Maryland officials have decided to stick with the exchange through the open enrollment period that ends March 31. The state is evaluating alternatives for the next enrollment period that begins in November. It is considering adopting technology developed by another state, joining a consortium of other states, partnering with the federal exchange or making major fixes to overhaul Maryland’s existing system.
Problems with the exchange have been so rampant that lawmakers passed emergency legislation in January to create a backup plan for people who tried to enroll for coverage Jan. 1 but couldn’t through no fault of their own.

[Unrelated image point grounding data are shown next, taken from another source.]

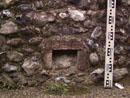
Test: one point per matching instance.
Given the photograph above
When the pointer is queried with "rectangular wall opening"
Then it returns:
(64, 58)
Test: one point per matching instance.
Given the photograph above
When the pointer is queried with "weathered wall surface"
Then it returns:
(31, 30)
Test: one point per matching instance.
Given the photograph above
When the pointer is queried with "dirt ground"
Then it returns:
(96, 92)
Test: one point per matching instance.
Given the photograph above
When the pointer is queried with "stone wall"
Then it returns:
(32, 30)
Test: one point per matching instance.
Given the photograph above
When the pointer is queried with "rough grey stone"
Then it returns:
(93, 46)
(77, 15)
(94, 59)
(2, 41)
(97, 75)
(119, 74)
(8, 28)
(89, 24)
(118, 49)
(9, 2)
(97, 32)
(9, 68)
(38, 4)
(24, 7)
(35, 40)
(6, 14)
(32, 65)
(15, 41)
(14, 56)
(39, 17)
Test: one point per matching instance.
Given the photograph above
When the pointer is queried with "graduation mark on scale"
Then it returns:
(110, 35)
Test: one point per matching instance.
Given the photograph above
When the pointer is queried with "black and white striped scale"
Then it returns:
(110, 36)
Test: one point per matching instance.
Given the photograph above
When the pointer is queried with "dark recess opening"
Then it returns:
(64, 58)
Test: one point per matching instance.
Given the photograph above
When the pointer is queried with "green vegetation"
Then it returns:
(66, 89)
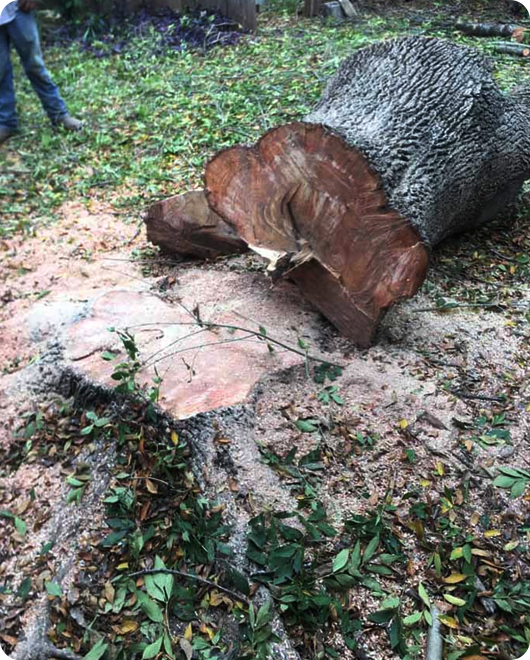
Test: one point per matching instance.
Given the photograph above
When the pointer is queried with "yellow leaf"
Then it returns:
(216, 599)
(151, 487)
(207, 631)
(109, 592)
(449, 621)
(128, 626)
(454, 578)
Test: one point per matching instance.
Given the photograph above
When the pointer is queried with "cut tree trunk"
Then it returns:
(514, 32)
(185, 225)
(411, 141)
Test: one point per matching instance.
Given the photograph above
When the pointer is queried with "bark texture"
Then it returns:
(185, 225)
(515, 32)
(411, 141)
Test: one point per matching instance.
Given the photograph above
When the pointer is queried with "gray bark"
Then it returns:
(450, 147)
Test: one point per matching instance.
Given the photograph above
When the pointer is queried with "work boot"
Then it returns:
(70, 123)
(5, 133)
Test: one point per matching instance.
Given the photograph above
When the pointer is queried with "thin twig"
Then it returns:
(254, 333)
(188, 576)
(448, 308)
(477, 397)
(434, 638)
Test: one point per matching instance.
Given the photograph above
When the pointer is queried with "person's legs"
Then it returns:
(25, 37)
(8, 114)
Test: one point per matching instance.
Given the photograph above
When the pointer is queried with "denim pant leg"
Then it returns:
(8, 113)
(25, 37)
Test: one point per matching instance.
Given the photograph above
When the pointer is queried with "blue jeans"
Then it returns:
(23, 33)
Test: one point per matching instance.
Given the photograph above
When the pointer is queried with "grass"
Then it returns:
(153, 120)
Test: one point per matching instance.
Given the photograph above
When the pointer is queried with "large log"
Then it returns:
(185, 225)
(515, 32)
(411, 141)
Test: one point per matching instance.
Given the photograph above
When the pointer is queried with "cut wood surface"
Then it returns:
(411, 141)
(515, 32)
(305, 199)
(186, 225)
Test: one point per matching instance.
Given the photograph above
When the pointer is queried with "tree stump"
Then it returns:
(411, 141)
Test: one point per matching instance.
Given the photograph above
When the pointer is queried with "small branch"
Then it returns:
(188, 576)
(207, 325)
(477, 397)
(448, 308)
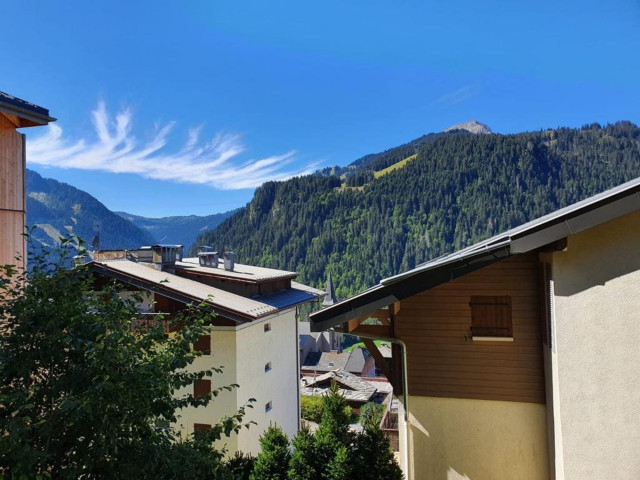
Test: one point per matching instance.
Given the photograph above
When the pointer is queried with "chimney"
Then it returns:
(229, 261)
(79, 260)
(164, 256)
(207, 257)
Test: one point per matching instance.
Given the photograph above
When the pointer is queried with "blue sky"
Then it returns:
(176, 108)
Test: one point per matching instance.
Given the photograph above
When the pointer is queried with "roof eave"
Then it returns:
(168, 292)
(26, 118)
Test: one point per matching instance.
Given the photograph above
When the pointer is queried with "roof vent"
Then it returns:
(208, 258)
(229, 261)
(166, 255)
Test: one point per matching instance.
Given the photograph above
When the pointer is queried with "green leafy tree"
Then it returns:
(84, 385)
(333, 435)
(373, 454)
(304, 461)
(274, 458)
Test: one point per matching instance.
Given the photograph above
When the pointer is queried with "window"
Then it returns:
(201, 388)
(491, 317)
(203, 345)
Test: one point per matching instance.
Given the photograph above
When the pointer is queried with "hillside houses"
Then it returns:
(517, 357)
(254, 336)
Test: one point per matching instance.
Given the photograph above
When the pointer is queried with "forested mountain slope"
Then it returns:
(458, 189)
(181, 230)
(58, 209)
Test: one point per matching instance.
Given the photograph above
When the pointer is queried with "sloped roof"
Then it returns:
(350, 386)
(545, 230)
(248, 273)
(23, 113)
(235, 307)
(352, 362)
(357, 360)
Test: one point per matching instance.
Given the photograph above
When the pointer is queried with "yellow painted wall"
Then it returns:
(597, 310)
(255, 348)
(453, 439)
(243, 352)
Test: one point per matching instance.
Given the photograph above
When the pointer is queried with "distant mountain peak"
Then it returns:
(473, 126)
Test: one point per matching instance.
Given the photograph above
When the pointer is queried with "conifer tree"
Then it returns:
(274, 458)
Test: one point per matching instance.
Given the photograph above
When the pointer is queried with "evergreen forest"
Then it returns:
(451, 190)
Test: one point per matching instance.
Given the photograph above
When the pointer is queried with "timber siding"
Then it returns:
(12, 191)
(441, 362)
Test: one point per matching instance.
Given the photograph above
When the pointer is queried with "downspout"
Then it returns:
(297, 345)
(405, 395)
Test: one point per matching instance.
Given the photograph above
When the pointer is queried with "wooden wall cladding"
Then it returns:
(443, 360)
(11, 167)
(12, 190)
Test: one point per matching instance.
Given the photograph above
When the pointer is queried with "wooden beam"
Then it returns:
(377, 356)
(383, 331)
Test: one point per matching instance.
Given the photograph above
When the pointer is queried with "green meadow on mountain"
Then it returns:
(447, 191)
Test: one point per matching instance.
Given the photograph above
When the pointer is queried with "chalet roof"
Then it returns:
(242, 272)
(23, 113)
(230, 305)
(543, 231)
(357, 360)
(350, 386)
(352, 362)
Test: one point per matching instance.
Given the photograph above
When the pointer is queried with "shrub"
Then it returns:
(371, 413)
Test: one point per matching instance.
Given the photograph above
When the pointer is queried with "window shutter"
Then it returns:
(491, 316)
(201, 388)
(203, 345)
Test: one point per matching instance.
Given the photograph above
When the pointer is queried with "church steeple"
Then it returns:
(330, 297)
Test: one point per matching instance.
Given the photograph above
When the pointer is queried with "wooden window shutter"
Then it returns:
(201, 427)
(203, 345)
(201, 388)
(491, 316)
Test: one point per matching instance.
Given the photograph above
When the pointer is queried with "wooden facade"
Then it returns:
(443, 359)
(12, 193)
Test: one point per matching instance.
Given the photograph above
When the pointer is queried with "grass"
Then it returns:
(393, 167)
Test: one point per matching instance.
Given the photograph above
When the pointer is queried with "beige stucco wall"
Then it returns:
(243, 352)
(597, 310)
(255, 348)
(476, 439)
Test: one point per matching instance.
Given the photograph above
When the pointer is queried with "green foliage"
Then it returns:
(373, 454)
(311, 408)
(459, 189)
(371, 413)
(240, 466)
(304, 464)
(274, 458)
(333, 453)
(82, 384)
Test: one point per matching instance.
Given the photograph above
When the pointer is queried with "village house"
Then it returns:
(254, 335)
(517, 357)
(15, 113)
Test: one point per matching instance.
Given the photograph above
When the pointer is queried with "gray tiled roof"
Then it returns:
(226, 302)
(239, 272)
(350, 386)
(30, 112)
(562, 223)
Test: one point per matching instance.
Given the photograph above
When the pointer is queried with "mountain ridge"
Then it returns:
(458, 189)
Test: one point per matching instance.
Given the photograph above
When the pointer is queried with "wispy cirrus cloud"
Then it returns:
(457, 96)
(116, 149)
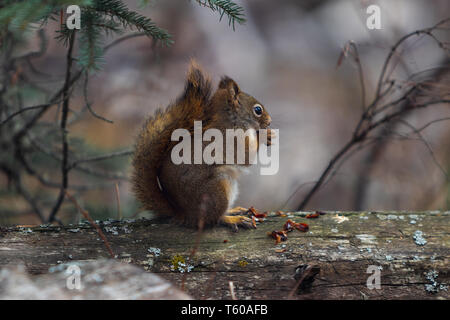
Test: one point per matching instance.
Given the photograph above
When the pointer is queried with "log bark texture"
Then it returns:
(411, 251)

The ongoing problems with the exchange have been a major point of contention in an election year. Lt. Gov. Anthony Brown, who is running in the Democratic primary for governor, was the designated point man in Gov. Martin O’Malley’s administration to implement health care reform in the state. His opponents have pounced on the exchange’s problems.
“It’s welcome news that the federal government will conduct an independent investigation into Lt. Gov. Anthony Brown’s failed health care exchange rollout,” Maryland Attorney General Doug Gansler, who is running against Brown in the primary, said in a statement Monday.
Last week, the investigative arm of Congress agreed to look into problems with state health exchange websites. The U.S. Government Accountability Office accepted an initial request from a group of House Republicans seeking an audit on how $304 million in federal grants were spent on the Cover Oregon website, which has yet to enroll a single person online without special assistance.